Performance Dev

Posted on Jun 2 • Originally published at outboundautonomy.com

322K Pages Deindexed: A Crawl Budget Recovery Guide for Solo Developers

#seo #webdev #saas #startup

322K Pages Deindexed: A Crawl Budget Recovery Guide for Solo Developers

This started as a community reply on Indie Hackers — because that's where the real conversations happen.

David Amoroso (building VibeWatch) posted a thread 21 days ago that stopped me cold: he deliberately deindexed 322,000 pages from Google after realizing his TMDB-powered movie database was a thin-content liability. Three weeks later, Google went from 322,000 indexed URLs down to one — his homepage. Daily impressions dropped from 250 to 3. And now: a trust slump.
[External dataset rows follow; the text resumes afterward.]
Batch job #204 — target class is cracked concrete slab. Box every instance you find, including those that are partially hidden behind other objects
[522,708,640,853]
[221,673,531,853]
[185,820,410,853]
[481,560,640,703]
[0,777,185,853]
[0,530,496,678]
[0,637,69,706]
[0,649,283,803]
His question on Indie Hackers was direct: How do you recover from a post-purge crawl drought?

When our outreach partner [BRIDGE] found that thread — 21 days old, zero replies — he posted the only comment. This article is what that comment became. You're reading the expanded version because the crawl budget problem David described isn't unique to movie databases. It's happening to thousands of solo-built sites.

Let's fix it.

The Problem: You Chose the Right Thing, But Google Didn't Notice

David did the right technical move: he identified 322,000 thin pages — template-wrapped API data with no unique editorial content — and flagged them with <meta name="robots" content="noindex, follow">. He even removed his Googlebot rate limit (previously capped at 7 req/min) to accelerate recrawl.

Three weeks later: all 322K pages purged.
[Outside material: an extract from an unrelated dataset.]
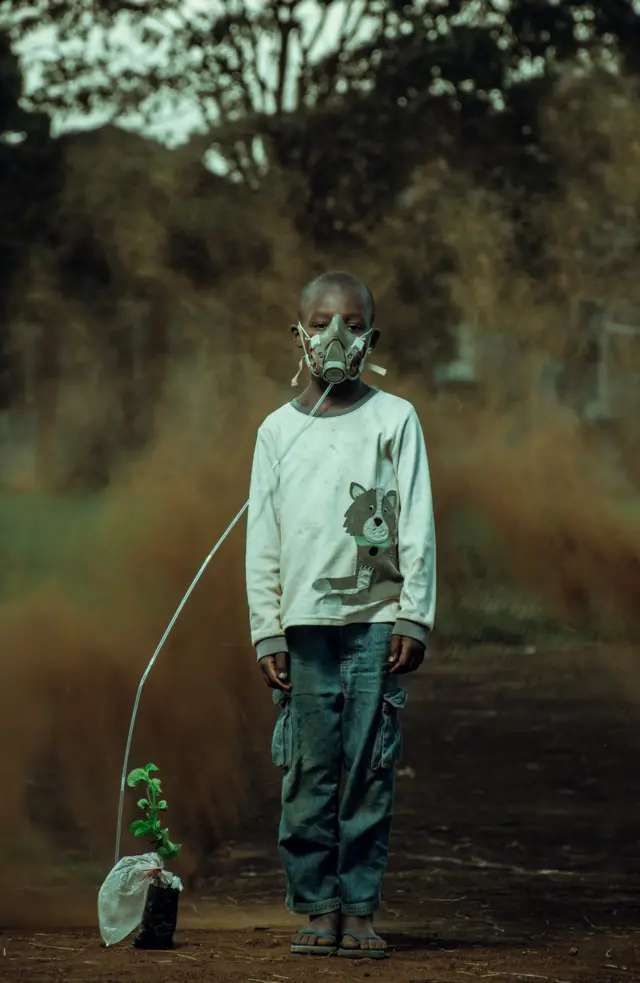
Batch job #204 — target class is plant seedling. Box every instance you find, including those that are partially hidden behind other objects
[127,764,181,860]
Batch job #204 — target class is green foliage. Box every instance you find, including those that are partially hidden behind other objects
[127,763,181,860]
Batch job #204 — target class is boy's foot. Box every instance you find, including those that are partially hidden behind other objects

But the pages he actually wants indexed — blog posts, comparison pages, editorial content — sit in Google Search Console with this status:

"Crawled, currently not indexed."

Search Console shows "Referring page: none detected" on most remaining URLs.

That's the trust slump. Google watched 99.99% of the domain disappear and concluded: this site no longer looks trustworthy enough to allocate crawl budget to. It's not a spam penalty, not a manual action. It's a statistical withdrawal of crawling priority.

Core insight (from BRIDGE's original reply, verified against GSC documentation): this is a crawl topology problem, not a content quality problem. You can't write your way out of a crawl drought — you have to route Google through the pages you want indexed.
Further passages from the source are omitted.